Expertos en seguridad vial y en prevención de accidentes de tránsito consideran que los microbuses que operan en la ciudad de México y en el país representan un peligro constante para los pasajeros, dado que sus carrocerías son “hechizas”, es decir, muy débiles y no están diseñadas para absorber la energía de un choque.
“Los microbuses están diseñados en su carrocería con algunas láminas y pequeñas soleras, mismas que se van uniendo y no es una estructura tan sólida como un chasis o puntas de larguero, elementos fuertes y creados para disipar la energía en un choque; elementos que sí están en los automóviles”, comenta Miguel Guzmán, subdirector del Centro de Seguridad Vial del Centro de Experimentación y Seguridad Vial (CESVI) México.
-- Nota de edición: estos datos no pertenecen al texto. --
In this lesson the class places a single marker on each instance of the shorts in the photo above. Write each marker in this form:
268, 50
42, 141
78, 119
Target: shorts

El especialista afirma que las carrocerías de todas las marcas de microbuses son muy similares. Explica que pese a que cuentan con un chasis o puntas de larguero, la parte alta de su carrocería sólo son láminas, soleras y vidrios.
Arturo Cervantes, director técnico del Consejo Nacional de Prevención de Accidentes (Conapra) afirma que el microbús del accidente en Tlalpan quedó deshecho porque era una unidad pesada que iba a alta velocidad y no tenía las condiciones mecánicas mínimas que deben tener los vehículos para el transporte de pasajeros.
“Deja lo frenos o los amortiguadores, es toda la estructura, son carros hechizos, soldados que van haciendo sobre remolques, existe un descontrol de la calidad del transporte público, de la ausencia de la revisión técnica sistemática y rigurosa en el país”, comenta.
Resalta que el transporte público de nuestro país no cuenta con cinturones de seguridad para pasajeros y menos bolsas de aire.
Miguel Guzmán advierte que a la baja calidad de los vehículos, se suma la antigüedad de la unidad que podría presentar el factor corrosión en sus estructuras, que se van aflojando y perdiendo resistencia. “Que (el chofer del accidente en Tlalpan) iba en exceso de velocidad, te lo aseguro, pues además se quedó sin frenos”, expresa, al explicar que regularmente todos los conductores manejan entre 20 y 30 kilómetros por arriba del límite establecido.
Menciona que habría que hacer una memoria de cálculo para ver cómo estaba diseñado ese microbús.
Añade: en una vialidad urbana, cualquier velocidad mayor a los 30 kilómetros por hora pone en riesgo al peatón, al pasajero y a los automovilistas.
Los expertos proponen capacitar a los conductores de microbús, hacerlos conscientes y brindarles técnicas para evitar los accidentes de tránsito.
“Pero que sean cursos que realmente se impartan y cumplan con los elementos de educación vial y de seguridad”, manifiesta Miguel Guzmán.
Plantea una real inspección de los vehículos que circulan en México, mínimo cada año, efectuada por las autoridades; además conductores y ciudadanos deben poner de su parte, conocer el Reglamento de Tránsito Metropolitano, ser más precavidos y, los choferes, dar mantenimiento a sus unidades.
“Debe haber un rigor muy extremo y un seguimiento de la siniestralidad de estas personas para que sólo manejen las que realmente sean capaces”, dice.